I\'m planning to use one of the hadoop file format for my hadoop related project. I understand parquet is efficient for column based query and avro for full
Both Avro and Parquet are "self-describing" storage formats, meaning that both embed data, metadata information and schema when storing data in a file. The use of either storage formats depends on the use case. Three aspects constitute the basis upon which you may choose which format will be optimal in your case:
Read/Write operation: Parquet is a column-based file format. It supports indexing. Because of that it is suitable for write-once and read-intensive, complex or analytical querying, low-latency data queries. This is generally used by end users/data scientists.
Meanwhile Avro, being a row-based file format, is best used for write-intensive operation. This is generally used by data engineers. Both support serialization and compression formats, although they do so in different ways.
Tools: Parquet is a good fit for Impala. (Impala is a Massive Parallel Processing (MPP) RDBM SQL-query engine which knows how to operate on data that resides in one or a few external storage engines.) Again Parquet lends itself well to complex/interactive querying and fast (low-latency) outputs over data in HDFS. This is supported by CDH (Cloudera Distribution Hadoop). Hadoop supports Apache's Optimized Row Columnar (ORC) formats (selections depends on the Hadoop distribution), whereas Avro is best suited to Spark processing.

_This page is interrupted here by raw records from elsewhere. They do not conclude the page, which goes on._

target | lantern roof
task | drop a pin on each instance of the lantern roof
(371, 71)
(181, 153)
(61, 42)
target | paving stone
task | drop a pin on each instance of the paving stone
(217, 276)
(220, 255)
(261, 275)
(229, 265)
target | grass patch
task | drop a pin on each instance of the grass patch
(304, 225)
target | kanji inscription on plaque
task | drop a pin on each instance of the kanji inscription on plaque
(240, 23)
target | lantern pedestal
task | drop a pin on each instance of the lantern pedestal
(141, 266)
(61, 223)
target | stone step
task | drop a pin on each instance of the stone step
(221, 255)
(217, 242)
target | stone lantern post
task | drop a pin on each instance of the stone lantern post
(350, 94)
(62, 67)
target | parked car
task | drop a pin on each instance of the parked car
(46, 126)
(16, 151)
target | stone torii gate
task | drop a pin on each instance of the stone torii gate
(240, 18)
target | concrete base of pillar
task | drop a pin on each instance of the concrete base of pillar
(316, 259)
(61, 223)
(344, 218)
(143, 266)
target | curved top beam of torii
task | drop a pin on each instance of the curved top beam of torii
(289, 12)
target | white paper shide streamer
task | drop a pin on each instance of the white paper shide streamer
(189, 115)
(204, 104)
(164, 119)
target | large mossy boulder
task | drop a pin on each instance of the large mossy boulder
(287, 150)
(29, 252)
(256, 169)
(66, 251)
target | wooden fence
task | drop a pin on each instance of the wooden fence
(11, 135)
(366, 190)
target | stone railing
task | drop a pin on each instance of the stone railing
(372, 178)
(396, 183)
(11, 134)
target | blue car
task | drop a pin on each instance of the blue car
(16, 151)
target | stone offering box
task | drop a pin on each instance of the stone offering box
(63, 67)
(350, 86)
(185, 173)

Schema Evolution: Evolving a DB schema means changing the DB's structure, therefore its data, and thus its query processing.
Both Parquet and Avro supports schema evolution but to a varying degree.
Parquet is good for 'append' operations, e.g. adding columns, but not for renaming columns unless 'read' is done by index.
Avro is better suited for appending, deleting and generally mutating columns than Parquet. Historically Avro has provided a richer set of schema evolution possibilities than Parquet, and although their schema evolution capabilities tend to blur, Avro still shines in that area, when compared to Parquet.